Here's a few details.
For any compact metric space $A$, you can write it as a union of two compact subsets
$$A = A_0 \cup A_1
$$
and then for each $i_1 \in \{0,1\}$ you can write $A_{i_1}$ as a union of two compact subsets
$$A_{i_1} = A_{i_1,0} \cup A_{i_1,1}
$$
and then for each $i_1,i_2 \in \{0,1\}$ you can write $A_{i_1,i_2}$ as a union of two compact subsets
$$A_{i_1,i_2} = A_{i_1,i_2,0} \cup A_{i_1,i_2,1}
$$
and so on and so on inductively, so that as the length of the subscript sequence increases, the diameter of the set decreases to zero.

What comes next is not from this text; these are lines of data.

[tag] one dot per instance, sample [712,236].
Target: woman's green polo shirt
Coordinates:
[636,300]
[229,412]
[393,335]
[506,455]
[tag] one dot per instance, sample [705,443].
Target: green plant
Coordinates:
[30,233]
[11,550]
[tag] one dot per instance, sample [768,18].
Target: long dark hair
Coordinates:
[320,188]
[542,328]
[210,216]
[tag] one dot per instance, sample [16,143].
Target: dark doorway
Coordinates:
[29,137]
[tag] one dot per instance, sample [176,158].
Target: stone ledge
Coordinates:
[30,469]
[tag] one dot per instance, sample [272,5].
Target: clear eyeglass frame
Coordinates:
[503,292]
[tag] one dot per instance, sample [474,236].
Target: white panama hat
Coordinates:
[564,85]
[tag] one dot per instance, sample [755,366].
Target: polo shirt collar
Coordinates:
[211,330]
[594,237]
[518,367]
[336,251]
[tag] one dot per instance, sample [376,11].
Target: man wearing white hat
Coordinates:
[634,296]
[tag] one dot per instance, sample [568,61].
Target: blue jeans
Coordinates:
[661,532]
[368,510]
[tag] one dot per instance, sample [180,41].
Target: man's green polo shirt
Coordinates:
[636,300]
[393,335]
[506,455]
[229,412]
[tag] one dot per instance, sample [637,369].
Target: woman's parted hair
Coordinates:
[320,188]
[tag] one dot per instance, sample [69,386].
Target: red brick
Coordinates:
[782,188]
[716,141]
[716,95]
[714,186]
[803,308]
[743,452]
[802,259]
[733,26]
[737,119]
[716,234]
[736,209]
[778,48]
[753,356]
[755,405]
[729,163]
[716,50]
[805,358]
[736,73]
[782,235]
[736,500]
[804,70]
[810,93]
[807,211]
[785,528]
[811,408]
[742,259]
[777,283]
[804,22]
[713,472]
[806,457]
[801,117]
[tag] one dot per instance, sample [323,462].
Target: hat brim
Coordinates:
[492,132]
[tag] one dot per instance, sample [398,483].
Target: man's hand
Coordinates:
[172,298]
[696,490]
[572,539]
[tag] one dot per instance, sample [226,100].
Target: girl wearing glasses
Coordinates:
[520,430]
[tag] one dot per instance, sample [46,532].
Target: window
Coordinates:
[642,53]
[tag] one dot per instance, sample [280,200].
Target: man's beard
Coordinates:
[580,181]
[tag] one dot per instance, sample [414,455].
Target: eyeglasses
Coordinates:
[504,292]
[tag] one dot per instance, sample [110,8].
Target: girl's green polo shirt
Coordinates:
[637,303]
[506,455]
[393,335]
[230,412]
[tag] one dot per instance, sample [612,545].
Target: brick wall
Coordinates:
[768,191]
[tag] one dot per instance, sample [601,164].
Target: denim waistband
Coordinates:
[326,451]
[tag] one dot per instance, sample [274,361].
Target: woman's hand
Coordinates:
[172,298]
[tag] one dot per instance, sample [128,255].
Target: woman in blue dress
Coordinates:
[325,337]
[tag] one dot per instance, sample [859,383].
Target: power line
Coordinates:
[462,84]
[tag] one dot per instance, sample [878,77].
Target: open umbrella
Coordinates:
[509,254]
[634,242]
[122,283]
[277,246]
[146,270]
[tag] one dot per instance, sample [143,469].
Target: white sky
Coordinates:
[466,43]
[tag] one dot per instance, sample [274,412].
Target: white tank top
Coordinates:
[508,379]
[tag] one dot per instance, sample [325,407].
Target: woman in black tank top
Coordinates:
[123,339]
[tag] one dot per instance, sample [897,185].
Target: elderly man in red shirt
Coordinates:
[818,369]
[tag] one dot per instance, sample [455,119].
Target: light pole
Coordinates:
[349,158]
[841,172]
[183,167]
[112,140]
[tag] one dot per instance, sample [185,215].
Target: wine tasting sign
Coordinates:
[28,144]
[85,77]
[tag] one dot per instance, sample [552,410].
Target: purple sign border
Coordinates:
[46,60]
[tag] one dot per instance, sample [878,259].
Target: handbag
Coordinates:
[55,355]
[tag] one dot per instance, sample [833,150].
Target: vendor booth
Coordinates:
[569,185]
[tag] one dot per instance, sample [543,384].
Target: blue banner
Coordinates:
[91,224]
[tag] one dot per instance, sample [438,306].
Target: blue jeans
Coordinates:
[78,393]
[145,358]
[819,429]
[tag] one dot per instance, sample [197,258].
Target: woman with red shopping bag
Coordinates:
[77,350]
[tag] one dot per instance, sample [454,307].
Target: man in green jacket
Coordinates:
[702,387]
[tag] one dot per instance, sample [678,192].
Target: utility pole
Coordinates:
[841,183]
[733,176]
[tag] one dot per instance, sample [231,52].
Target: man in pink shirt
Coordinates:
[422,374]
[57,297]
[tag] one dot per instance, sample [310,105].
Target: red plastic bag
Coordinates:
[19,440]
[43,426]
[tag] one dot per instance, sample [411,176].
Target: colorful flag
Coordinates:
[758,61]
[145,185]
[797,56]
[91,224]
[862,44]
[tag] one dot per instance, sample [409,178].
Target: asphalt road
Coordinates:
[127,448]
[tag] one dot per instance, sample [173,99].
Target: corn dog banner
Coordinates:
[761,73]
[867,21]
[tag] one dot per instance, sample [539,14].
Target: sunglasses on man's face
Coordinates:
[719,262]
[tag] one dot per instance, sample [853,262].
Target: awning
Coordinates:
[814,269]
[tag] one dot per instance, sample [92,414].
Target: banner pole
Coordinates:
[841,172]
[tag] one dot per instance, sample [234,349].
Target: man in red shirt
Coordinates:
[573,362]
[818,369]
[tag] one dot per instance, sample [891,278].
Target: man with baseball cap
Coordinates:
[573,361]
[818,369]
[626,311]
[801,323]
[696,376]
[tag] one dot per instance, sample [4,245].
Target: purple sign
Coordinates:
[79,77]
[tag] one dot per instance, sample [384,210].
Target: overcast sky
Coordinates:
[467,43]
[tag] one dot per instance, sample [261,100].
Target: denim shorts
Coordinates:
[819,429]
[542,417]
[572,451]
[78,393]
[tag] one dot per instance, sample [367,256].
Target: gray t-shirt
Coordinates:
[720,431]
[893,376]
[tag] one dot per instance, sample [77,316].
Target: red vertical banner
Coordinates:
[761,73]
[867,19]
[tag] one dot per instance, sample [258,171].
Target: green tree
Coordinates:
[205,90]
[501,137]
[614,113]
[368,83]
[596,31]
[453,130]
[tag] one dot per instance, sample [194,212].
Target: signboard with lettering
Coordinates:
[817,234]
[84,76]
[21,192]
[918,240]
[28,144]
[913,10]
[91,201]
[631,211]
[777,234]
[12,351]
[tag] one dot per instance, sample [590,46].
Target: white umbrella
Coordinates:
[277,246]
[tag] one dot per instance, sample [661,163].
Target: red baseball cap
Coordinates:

It follows for any infinite sequence $\omega = (i_1,i_2,i_3,...)$ of $0$'s and $1$'s the nested decreasing intersection
$$A_\omega = A_{i_1} \cap A_{i_1, i_2} \cap A_{i_1, i_2, i_3} \cap \cdots
$$
is a single point.
Then you take the usual description of the Cantor set $C$ as the set of real numbers $x$ written in trinary as
$$x = .j_1 j_2 j_3 \cdots
$$
where $j_n \in \{0,2\}$, let $i_n = j_n/2 \in \{0,1\}$, let $\omega(x) = (i_1,i_2,i_3,...)$, and map $x$ to the point $A_{\omega(x)}$.